In his review of the first two volumes of research to come out of Rem Koolhaas’ graduate seminar at the Harvard School of Design, philosopher Fredric Jameson said “it is easier to imagine the end of the world than to imagine the end of capitalism”. Twenty years on, we are confronted with our own extinction daily, so perhaps it is about time we start to imagine decoupling from a system that lionises surplus and growth at all costs.
Publicly listed companies are legally obliged to serve shareholders’ “best interests”, often interpreted as maximising profit. B Lab – the organisation behind the social and environmental certification, B Corp – is trying to change this. Certification requires changing a business’ “articles of association” to create a legal obligation for directors to consider the interests of all stakeholders, i.e. people and planet, not just shareholders.
Cornish design brand Green & Blue considers nature its primary stakeholder, making habitats for solitary bees, birds and bats. Sebastian Cox makes furniture not based on market demand but on what can be made from the timber that comes out of woodlands managed for biodiversity.
Boardroom 2030 is a model that encourages this type of thinking. The idea is to invite different stakeholders – young people, employees, representatives from marginalised groups, members of local communities, even advocates for the more-than-human world – to take part in board meetings. Watching the Eden Project’s mock youth board meeting live at Cornwall’s Boardroom 2030 activation earlier this year, it was exhilarating to see the perspectives of experienced board members shift as young people posed new and difficult questions.

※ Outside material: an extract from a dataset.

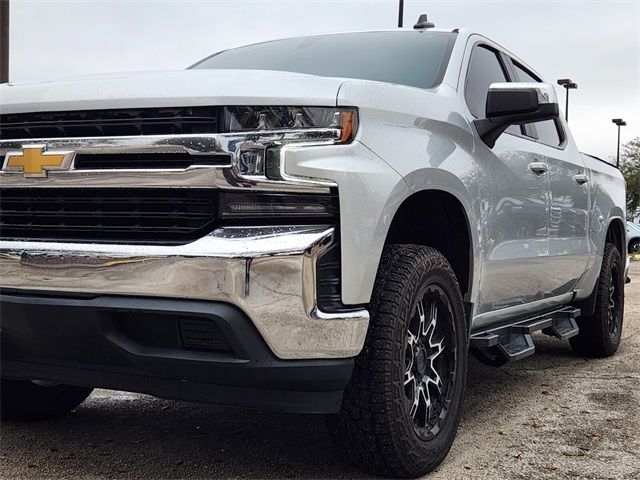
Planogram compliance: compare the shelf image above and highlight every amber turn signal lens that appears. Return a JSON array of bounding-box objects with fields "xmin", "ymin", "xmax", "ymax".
[{"xmin": 338, "ymin": 110, "xmax": 358, "ymax": 143}]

Creative thinkers within architecture and design practices have been challenging traditional business models for decades. Architecture studio RSHP is owned not by its founders or directors, but by a charity. It does make a profit, but everyone gets a share and donates 20 per cent to good causes. In 2007, the firm’s late co-founder Richard Rogers said: “A very major part of my architecture is about trying to create a world which is influenced for the better through public space and private space.”
Amsterdam-based New Heroes operates a model co-founder Lucas de Man describes as “a social-freelance organisation”, in which no-one is directly employed, staff choose projects and roles, there are only two pay grades and all are entitled to sick pay. De Man argues that this trust-based system is better for the environment because it promotes collaboration, diversity and innovation.
We have just eight years to avoid existential catastrophe. The question is not whether we have time to rethink capitalism, but whether we have time not to. Design practices must lead the way in putting people and planet alongside profit if we are to get through this decisive decade with any hope for the future.
Katie Treggiden is an author, journalist, podcaster and keynote speaker championing a circular approach to design. She is the founder and director of Making Design Circular, a membership community for designer-makers who want to become more sustainable. She is also a Dezeen Awards judge.